We’re all used to seeing star ratings used to give us an idea of the quality of something, whether that might be a blockbuster movie, a hotel or a local business.
This somewhat universal rating system is also used in the US healthcare industry to help patients pick the right insurance policy and provider, while additionally encouraging organizations in this sector to strive for improved performance year on year.
Let’s look at some handy talking points relating to the Medicare star rating system so that you can interpret it accurately every time, and make the right decision when selecting a policy.
Each star rating represents a specific level of quality
As you’d expect, Medicare insurers as well as the plans they offer are rated out of a possible maximum of 5 stars.
A one star rating equates to poor performance, two stars denotes below average performance, three stars means average performance, four stars signifies above average performance, and five stars highlights excellent performance.
Various factors are taken into account to calculate these ratings, such as the outcomes of treatment received by the patients currently using them, the quality of the experience that patients have reported, the level of access that is available to those in need, and the additional processes which insurers offer as part of each policy.
In short, there are lots of aspects considered and the calculation of star ratings is complicated by design, but the purpose of using this system is to make interpreting it simple for anyone. The more stars attained, the better the insurer and policy.
Ratings are reviewed annually
Medicare star ratings are not just achieved once and then used indefinitely, but rather need to be reviewed and re-earned each year.
This is yet more good news for patients, since it means that you can trust that a rating is an honest reflection of performance right now, and that these companies cannot just rest on their laurels.
Switching to a better plan is always possible
Even if you already have insurance under a Medicare policy, you don’t have to stick with this if you think that you would be better off moving to a higher rated plan.
The only caveat to keep in mind is that changing to a five star plan is possible once per calendar year, no more.

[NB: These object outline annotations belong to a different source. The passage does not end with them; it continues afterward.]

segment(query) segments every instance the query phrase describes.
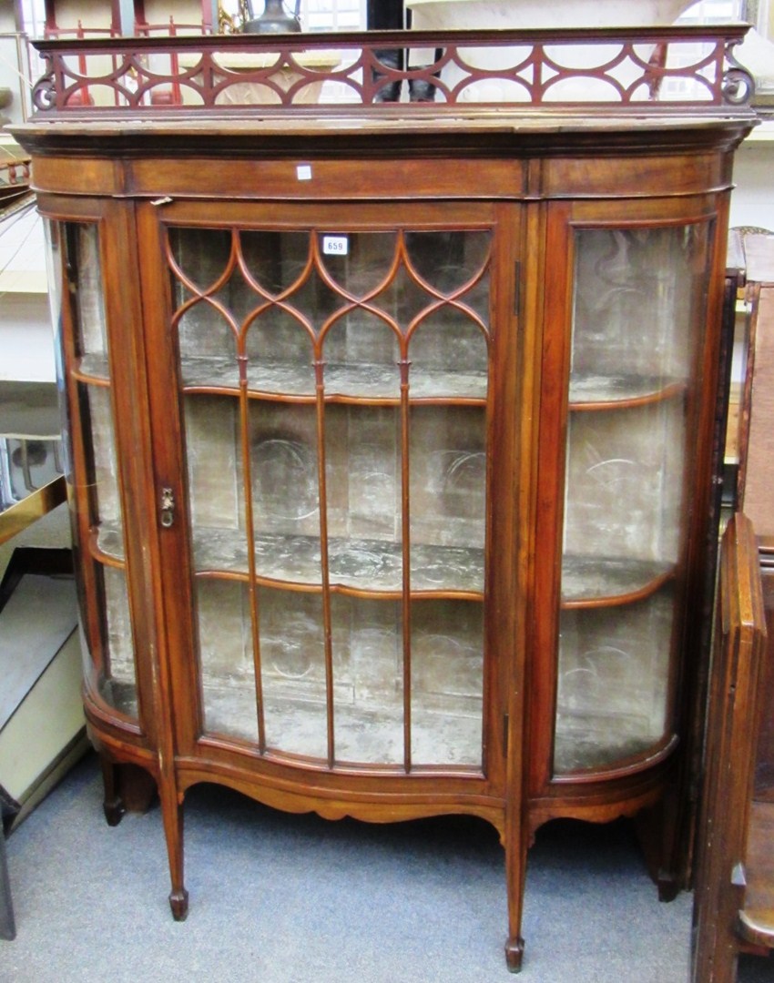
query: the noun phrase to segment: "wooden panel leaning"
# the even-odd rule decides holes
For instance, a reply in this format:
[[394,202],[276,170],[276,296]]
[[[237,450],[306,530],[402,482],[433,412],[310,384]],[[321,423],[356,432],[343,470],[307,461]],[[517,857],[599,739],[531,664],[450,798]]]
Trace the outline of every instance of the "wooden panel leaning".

Local availability is also a requirement, and it’s worth noting that since scores are reviewed annually, a five star plan could drop down to four or vice versa.
A lack of a star rating isn’t always a red flag
Lastly, you might think that if a particular policy or provider does not have a Medicare star rating, it is perhaps deemed so poor as to be unworthy of any rank.
In reality, this usually just means that the product or company has not been around long enough for a thorough assessment of its performance to have been made.
As you can see, star ratings are a good starting point for picking a Medicare plan, but as with other aspects of the healthcare industry, more research is needed to find the right one for you.